Jesus sabia da cruz, da negação de Pedro e da traição de Judas. Você acha mesmo que Ele não saberia de todo o resto que faria por aqui? Que precisaria perguntar “quem me tocou?”
Jesus sabia que a pessoa curada (afinal saiu poder Dele) estava feliz, mas aterrorizada, traumatizada, com a alma esmagada e, provavelmente, sem a menor intenção de se revelar publicamente.
Jesus exaltou outras pessoas na Bíblia, como João Batista, por exemplo. Mas o que acontece nessa história é ainda mais emocionante: ela foi a única mulher que Jesus chamou de filha na Bíblia. Imagina o impacto dessa fala!
Jesus não limitou a revelação recebida do Espírito Santo sem razão. Ele não precisava parar ou tornar público aquele momento, afinal, Ele estava prestes a ir ressuscitar uma criança. Mas a mulher precisava.
Aquela mulher havia perdido completamente a sua identidade, o seu lugar na sociedade, propósito e valor. Sem recursos e com o currículo dos últimos 12 anos, apesar da cura física, que garantia ela teria de uma reintegração, de pertencimento?

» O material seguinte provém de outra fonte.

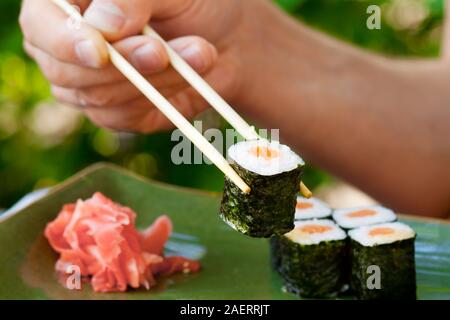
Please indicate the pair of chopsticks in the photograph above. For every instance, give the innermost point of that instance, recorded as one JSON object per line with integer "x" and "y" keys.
{"x": 200, "y": 85}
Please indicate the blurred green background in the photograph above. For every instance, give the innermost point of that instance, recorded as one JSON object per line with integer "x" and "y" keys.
{"x": 42, "y": 143}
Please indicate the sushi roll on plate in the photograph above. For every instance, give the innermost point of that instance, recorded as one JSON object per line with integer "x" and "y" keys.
{"x": 382, "y": 261}
{"x": 311, "y": 258}
{"x": 311, "y": 209}
{"x": 273, "y": 172}
{"x": 351, "y": 218}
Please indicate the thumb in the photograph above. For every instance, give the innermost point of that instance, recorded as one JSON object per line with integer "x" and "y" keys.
{"x": 118, "y": 19}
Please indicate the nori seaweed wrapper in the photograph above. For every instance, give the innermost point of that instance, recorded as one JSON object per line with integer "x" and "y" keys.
{"x": 397, "y": 267}
{"x": 315, "y": 271}
{"x": 268, "y": 209}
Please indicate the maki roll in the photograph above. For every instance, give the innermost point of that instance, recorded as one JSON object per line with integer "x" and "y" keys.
{"x": 273, "y": 172}
{"x": 311, "y": 209}
{"x": 351, "y": 218}
{"x": 387, "y": 249}
{"x": 311, "y": 258}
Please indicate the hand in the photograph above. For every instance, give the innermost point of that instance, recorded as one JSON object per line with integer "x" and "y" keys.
{"x": 76, "y": 61}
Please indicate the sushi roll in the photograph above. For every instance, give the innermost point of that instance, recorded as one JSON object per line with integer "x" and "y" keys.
{"x": 273, "y": 172}
{"x": 311, "y": 209}
{"x": 351, "y": 218}
{"x": 311, "y": 258}
{"x": 389, "y": 250}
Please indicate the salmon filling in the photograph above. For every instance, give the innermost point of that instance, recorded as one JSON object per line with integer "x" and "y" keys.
{"x": 304, "y": 205}
{"x": 362, "y": 213}
{"x": 382, "y": 231}
{"x": 314, "y": 228}
{"x": 264, "y": 152}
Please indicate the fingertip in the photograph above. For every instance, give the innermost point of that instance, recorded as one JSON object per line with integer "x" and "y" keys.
{"x": 199, "y": 53}
{"x": 91, "y": 52}
{"x": 147, "y": 54}
{"x": 150, "y": 57}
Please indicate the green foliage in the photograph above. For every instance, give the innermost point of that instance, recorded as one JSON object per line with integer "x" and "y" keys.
{"x": 33, "y": 156}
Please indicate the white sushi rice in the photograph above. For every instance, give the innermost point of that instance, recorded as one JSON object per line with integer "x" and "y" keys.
{"x": 285, "y": 161}
{"x": 299, "y": 236}
{"x": 400, "y": 231}
{"x": 344, "y": 218}
{"x": 318, "y": 209}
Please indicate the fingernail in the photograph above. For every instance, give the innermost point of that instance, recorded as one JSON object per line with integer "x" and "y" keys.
{"x": 147, "y": 58}
{"x": 193, "y": 55}
{"x": 105, "y": 16}
{"x": 88, "y": 54}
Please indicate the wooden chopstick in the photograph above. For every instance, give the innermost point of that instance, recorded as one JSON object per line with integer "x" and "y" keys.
{"x": 212, "y": 97}
{"x": 205, "y": 90}
{"x": 164, "y": 106}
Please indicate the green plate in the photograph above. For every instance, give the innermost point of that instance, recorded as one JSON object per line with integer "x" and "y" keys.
{"x": 234, "y": 266}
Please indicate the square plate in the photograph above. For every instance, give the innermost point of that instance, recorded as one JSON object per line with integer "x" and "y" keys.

Jesus estava a caminho de servir uma das pessoas mais importantes da cidade, ainda assim, Ele certificou-se de demonstrar que aquela mulher era tão importante quanto. Demonstrou que, para Deus, toda vida importa.
Imagina o Criador do Universo, em carne e osso, olhando dentro dos seus olhos e te chamado de filha, te certificando de que está tudo bem! Ela já sabia da cura física, Ele também. Aquele momento foi sobre a sua cura emocional e pertencimento.
É isso que Jesus quer fazer por cada um de nós hoje. Após a cruz, todos que creem com fé na morte e ressurreição de Cristo, são adotados e chamados de filhos e filhas, passam a pertencer a uma família eterna.
A Bíblia não é sobre religião, nunca foi. As histórias registradas escondem tanta sabedoria e amor, basta “passarmos mais tempo” lendo e convidando o Espírito Santo para nos revelar os segredos ocultos nas entrelinhas.
Ainda não recebi todas as curas que gostaria, mas já fui chamada de filha, fui curada do que colocava em risco a minha vida e sigo com fé, com a certeza de que Deus está no controle e sabe o tempo certo para todas as coisas.
Assim como Jairo precisaria testemunhar aquele milagre para continuar crendo na cura de sua filha, alguém pode precisar ouvir a nossa história de fé e resiliência para seguir acreditando em milagres.
A mulher sofria há 12 anos, a menina tinha 12 anos. Ambas tiveram a vida completamente transformada após um encontro com Jesus. O pai intercedeu pela filha natural, Jesus chamou a mulher de filha e a confortou.
As muitas lições e “coincidências” escondidas em poucas linhas, são um lembrete de que não estamos sós, de que há nada impossível para um coração que crê e se permite estar vulnerável ao pés de Jesus.
Seja qual for a sua dor, Jesus está esperando o seu toque para liberar o poder necessário. Ouse acreditar!